On Tue, Sep 6, 2022 at 10:04 AM Roberto Sassu roberto.sassu@huaweicloud.com wrote:
From: Roberto Sassu roberto.sassu@huawei.com
Commit 6e71b04a82248 ("bpf: Add file mode configuration into bpf maps") added the BPF_F_RDONLY and BPF_F_WRONLY flags, to let user space specify whether it will just read or modify a map.
Map access control is done in two steps. First, when user space wants to obtain a map fd, it provides to the kernel the eBPF-defined flags, which are converted into open flags and passed to the security_bpf_map() security hook for evaluation by LSMs.
Second, if user space successfully obtained an fd, it passes that fd to the kernel when it requests a map operation (e.g. lookup or update). The kernel first checks if the fd has the modes required to perform the requested operation and, if yes, continues the execution and returns the result to user space.
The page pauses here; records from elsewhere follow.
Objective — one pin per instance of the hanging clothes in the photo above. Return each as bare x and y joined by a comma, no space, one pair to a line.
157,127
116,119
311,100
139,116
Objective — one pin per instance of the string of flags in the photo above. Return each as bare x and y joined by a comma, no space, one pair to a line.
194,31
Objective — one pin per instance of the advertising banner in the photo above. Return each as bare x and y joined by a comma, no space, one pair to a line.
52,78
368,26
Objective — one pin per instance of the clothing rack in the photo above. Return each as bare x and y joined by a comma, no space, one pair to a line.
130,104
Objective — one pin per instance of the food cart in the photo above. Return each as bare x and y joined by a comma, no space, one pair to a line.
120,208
While the fd modes check was added for map_*_elem() functions, it is currently missing for map iterators, added more recently with commit a5cbe05a6673 ("bpf: Implement bpf iterator for map elements"). A map iterator executes a chosen eBPF program for each key/value pair of a map and allows that program to read and/or modify them.
Whether a map iterator allows only read or also write depends on whether the MEM_RDONLY flag in the ctx_arg_info member of the bpf_iter_reg structure is set. Also, write needs to be supported at verifier level (for example, it is currently not supported for sock maps).
Since map iterators obtain a map from a user space fd with bpf_map_get_with_uref(), add the new req_modes parameter to that function, so that map iterators can provide the required fd modes to access a map. If the user space fd doesn't include the required modes, bpf_map_get_with_uref() returns with an error, and the map iterator will not be created.
If a map iterator marks both the key and value as read-only, it calls bpf_map_get_with_uref() with FMODE_CAN_READ as value for req_modes. If it also allows write access to either the key or the value, it calls that function with FMODE_CAN_READ | FMODE_CAN_WRITE as value for req_modes, regardless of whether or not the write is supported by the verifier (the write is intentionally allowed).
bpf_fd_probe_obj() does not require any fd mode, as the fd is only used for the purpose of finding the eBPF object type, for pinning the object to the bpffs filesystem.
Finally, it is worth to mention that the fd modes check was not added for the cgroup iterator, although it registers an attach_target method like the other iterators. The reason is that the fd is not the only way for user space to reference a cgroup object (also by ID and by path). For the protection to be effective, all reference methods need to be evaluated consistently. This work is deferred to a separate patch.
I think the current behavior is fine. File permissions don't apply at iterator level or prog level. fmode_can_read/write are for syscall commands only. To be fair we've added them to lookup/delete commands and it was more of a pain to maintain and no confirmed good use.